Les démarches pour être recruté dans un système scolaire au Canada sont multiples pour les personnes enseignantes formées à l’étranger. Celles-ci doivent consulter plusieurs documents ou sites qui les informent au sujet des exigences selon les différentes provinces canadiennes – notamment sur les connaissances et les compétences nécessaires pour enseigner dans la province ciblée. Au Nouveau-Brunswick, les personnes candidates doivent obtenir un certificat d’enseignement[2] de la province, en plus de passer une entrevue d’emploi.

Un défi lors des démarches pour être recruté est la non-reconnaissance des diplômes non canadiens (Cheng et al., 2012; Gagnon, 2007; Marom, 2017; Walsh et Brigham, 2007) et la complexité du processus de demande d’emploi en enseignement (Datta-Roy et Lavery, 2017; Jabouin et Duchesne, 2018). Par ailleurs, les personnes enseignantes formées ailleurs qu’au Canada trouvent, en général, que cette procédure est assez complexe et pénible en raison du besoin d’envoyer de multiples documents comme les diplômes, les relevés de notes, les résultats aux évaluations linguistiques et la vérification des casiers judiciaires (Datta-Roy et Lavery, 2017; Jabouin et Duchesne, 2018). D’autre part, le recrutement peut être sujet à une discrimination défavorable aux personnes racisées (Jabouin et Duchesne, 2018). Dans certains cas, c’est la méconnaissance de l’expérience des personnes enseignantes acquise dans leur pays d’origine qui explique que certains milieux du pays d’accueil voient ces expériences précédentes comme minées par des lacunes pédagogiques et culturelles (Larochelle-Audet, 2017).

MÉTHODOLOGIE

Nous avons opté pour une approche qualitative – type de démarche qui a pour objet la compréhension et l’interprétation des pratiques et des expériences, et qui vise à en extraire le sens (Fortin et Gagnon, 2015; Paillé et Mucchielli, 2016) – pour analyser le vécu de personnes enseignantes formées à l’étranger en recueillant leur point de vue. Il s’agit d’admettre que le point de vue d’autrui est significatif, compréhensible et peut être rendu explicite (Patton, 1990).

Pour accéder au vécu des personnes enseignantes formées à l’étranger au Nouveau-Brunswick, l’instrument de collecte de données a été l’entrevue semi-dirigée individuelle.

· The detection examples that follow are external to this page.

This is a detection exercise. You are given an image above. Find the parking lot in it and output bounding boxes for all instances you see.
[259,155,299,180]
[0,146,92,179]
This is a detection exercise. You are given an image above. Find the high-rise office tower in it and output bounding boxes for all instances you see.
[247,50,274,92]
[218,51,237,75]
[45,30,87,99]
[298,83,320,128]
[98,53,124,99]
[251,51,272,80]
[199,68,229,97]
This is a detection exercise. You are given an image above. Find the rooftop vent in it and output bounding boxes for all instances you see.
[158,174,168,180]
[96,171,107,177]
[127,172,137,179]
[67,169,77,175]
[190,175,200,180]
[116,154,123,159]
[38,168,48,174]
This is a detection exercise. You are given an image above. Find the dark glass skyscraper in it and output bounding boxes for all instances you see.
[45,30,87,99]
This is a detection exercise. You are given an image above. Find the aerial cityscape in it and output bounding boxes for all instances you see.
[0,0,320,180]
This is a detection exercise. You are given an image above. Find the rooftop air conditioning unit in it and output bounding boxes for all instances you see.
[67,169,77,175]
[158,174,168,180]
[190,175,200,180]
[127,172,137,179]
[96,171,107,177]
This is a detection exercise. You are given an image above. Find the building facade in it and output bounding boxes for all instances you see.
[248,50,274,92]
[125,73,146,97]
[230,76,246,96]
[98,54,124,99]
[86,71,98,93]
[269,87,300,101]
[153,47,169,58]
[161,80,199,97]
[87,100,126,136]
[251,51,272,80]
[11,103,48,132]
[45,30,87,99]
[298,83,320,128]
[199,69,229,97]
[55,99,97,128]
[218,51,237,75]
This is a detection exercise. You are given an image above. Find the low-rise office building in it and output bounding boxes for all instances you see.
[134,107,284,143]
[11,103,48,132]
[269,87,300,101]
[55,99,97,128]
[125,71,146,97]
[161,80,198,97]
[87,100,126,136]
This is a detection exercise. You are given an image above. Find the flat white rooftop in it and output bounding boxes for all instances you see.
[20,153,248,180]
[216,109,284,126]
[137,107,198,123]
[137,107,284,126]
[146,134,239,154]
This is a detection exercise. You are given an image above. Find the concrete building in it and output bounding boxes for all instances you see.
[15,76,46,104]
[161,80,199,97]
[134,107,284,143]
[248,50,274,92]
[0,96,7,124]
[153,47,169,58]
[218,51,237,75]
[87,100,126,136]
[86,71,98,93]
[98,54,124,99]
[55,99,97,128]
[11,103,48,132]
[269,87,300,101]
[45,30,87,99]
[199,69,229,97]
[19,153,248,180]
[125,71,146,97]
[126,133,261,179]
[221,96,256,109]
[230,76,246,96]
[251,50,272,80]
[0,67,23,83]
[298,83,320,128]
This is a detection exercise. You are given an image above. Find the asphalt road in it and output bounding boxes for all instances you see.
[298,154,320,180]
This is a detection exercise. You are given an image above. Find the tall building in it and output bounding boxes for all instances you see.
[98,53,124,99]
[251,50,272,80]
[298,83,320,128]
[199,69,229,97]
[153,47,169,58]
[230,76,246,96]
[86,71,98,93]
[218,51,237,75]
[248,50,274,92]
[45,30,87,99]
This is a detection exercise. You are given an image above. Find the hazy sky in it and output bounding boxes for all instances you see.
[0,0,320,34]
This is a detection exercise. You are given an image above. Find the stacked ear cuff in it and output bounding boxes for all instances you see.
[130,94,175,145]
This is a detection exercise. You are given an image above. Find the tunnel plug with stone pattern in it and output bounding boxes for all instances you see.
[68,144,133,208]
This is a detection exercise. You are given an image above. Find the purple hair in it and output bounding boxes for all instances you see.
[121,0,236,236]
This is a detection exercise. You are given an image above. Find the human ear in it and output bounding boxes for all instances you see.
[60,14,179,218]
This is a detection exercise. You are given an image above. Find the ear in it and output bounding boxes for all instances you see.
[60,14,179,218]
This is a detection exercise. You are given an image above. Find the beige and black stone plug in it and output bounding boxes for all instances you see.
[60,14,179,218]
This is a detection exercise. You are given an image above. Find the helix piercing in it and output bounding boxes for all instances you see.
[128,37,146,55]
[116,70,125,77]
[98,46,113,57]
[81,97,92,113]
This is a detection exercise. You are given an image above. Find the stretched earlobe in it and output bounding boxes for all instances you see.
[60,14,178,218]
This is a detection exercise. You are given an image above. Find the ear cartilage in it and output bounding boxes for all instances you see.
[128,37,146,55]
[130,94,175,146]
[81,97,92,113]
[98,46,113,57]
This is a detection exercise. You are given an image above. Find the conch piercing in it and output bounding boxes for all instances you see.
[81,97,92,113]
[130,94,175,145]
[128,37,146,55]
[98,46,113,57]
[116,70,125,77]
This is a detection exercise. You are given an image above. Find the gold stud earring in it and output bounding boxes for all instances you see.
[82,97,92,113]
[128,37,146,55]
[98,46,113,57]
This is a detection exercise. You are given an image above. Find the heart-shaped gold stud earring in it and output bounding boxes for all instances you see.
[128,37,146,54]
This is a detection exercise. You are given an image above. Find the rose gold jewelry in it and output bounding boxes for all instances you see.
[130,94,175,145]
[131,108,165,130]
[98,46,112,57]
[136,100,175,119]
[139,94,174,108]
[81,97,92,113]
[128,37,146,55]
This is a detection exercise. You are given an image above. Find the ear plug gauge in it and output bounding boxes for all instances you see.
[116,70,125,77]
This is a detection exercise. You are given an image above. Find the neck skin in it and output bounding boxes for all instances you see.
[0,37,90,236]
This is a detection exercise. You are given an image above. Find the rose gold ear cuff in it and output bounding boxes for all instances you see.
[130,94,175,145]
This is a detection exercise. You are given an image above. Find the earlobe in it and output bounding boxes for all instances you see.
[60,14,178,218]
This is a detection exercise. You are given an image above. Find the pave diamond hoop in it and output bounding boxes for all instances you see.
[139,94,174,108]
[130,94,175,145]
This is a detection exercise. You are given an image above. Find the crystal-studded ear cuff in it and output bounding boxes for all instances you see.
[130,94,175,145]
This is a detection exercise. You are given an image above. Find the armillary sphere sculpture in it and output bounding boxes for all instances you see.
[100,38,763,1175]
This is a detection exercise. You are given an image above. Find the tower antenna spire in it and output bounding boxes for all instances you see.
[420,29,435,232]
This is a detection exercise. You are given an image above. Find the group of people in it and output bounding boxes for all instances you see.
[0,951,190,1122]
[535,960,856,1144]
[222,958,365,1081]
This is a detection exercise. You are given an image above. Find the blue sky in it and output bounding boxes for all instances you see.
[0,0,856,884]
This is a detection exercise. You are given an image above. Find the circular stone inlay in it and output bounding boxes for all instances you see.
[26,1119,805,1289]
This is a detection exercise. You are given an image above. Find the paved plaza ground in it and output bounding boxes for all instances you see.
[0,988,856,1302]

Considérée comme une interaction verbale « sur un mode qui ressemble à celui de la conversation » (Savoie-Zajc, 2009, p. 340), l’entrevue semi-dirigée a permis de construire conjointement, avec la personne interviewée, une compréhension plus exhaustive du sujet étudié. Pour aider à la compréhension du parcours de chaque personne participante, l’entretien était divisé en cinq sections en lien avec les éléments recensés dans les écrits :

  1. Le vécu pédagogique dans le pays d’origine (formation à l’enseignement et expérience d’enseignement à l’extérieur du Canada, notamment du Nouveau-Brunswick);

  2. Les démarches pour s’informer pour enseigner au Canada;

  3. Les démarches pour être recruté ou recrutée (incluant l’équivalence de diplômes et la demande d’emploi);

  4. Le processus d’insertion professionnelle (incluant l’expérience initiale en enseignement);

  5. Les réflexions pour l’amélioration du processus de recrutement.

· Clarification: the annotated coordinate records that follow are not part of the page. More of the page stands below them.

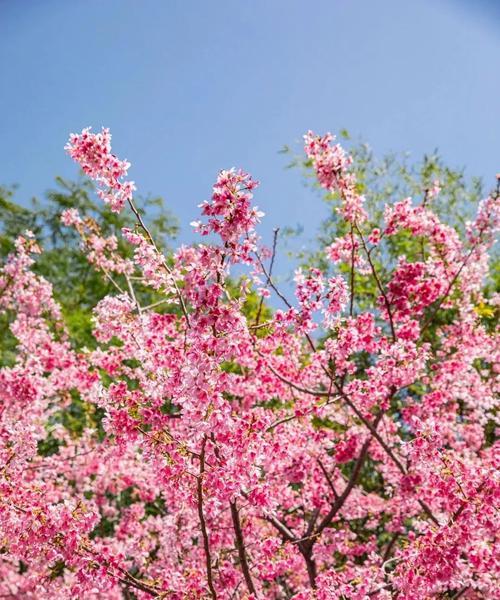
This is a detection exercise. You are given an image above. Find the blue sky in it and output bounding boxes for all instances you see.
[0,0,500,254]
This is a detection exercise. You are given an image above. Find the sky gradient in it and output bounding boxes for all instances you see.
[0,0,500,253]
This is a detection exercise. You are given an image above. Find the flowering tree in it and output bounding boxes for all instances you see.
[0,129,500,600]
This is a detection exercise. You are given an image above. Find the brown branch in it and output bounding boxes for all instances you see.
[231,502,257,598]
[196,437,217,600]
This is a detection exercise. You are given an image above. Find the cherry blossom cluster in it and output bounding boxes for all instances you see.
[0,130,500,600]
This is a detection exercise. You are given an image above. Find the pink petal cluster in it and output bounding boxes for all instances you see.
[0,130,500,600]
[65,127,135,212]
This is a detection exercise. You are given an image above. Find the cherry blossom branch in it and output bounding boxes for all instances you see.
[231,501,257,598]
[196,437,217,600]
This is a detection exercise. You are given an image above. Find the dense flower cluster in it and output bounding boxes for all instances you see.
[0,129,500,600]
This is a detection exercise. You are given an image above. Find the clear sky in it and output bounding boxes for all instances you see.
[0,0,500,251]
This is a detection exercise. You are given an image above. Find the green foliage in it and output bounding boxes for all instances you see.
[0,177,178,352]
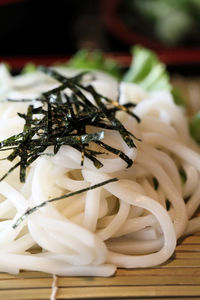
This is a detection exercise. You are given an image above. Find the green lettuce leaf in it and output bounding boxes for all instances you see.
[67,49,121,79]
[122,46,184,105]
[190,111,200,144]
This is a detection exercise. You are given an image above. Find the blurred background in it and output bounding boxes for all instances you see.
[0,0,200,74]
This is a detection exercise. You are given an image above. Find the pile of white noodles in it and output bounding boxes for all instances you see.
[0,65,200,276]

Les questions ont permis aux personnes enseignantes formées à l’étranger de s’exprimer sur leur expérience, sur les évènements qui ont influencé leur parcours, et sur leurs opinions, réflexions et recommandations sur le processus de recrutement.

L’entrevue semi-dirigée a été d’une durée d’une heure à une heure et demie. Pour s’assurer que les personnes interviewées se sentaient en sécurité par rapport à la confidentialité des informations partagées lors des rencontres, conduite au moyen du logiciel Teams, l’entretien a été enregistré localement avec une enregistreuse portative par les hautparleurs de l’ordinateur du chercheur principal. Les six entrevues ont eu lieu entre octobre et novembre 2021.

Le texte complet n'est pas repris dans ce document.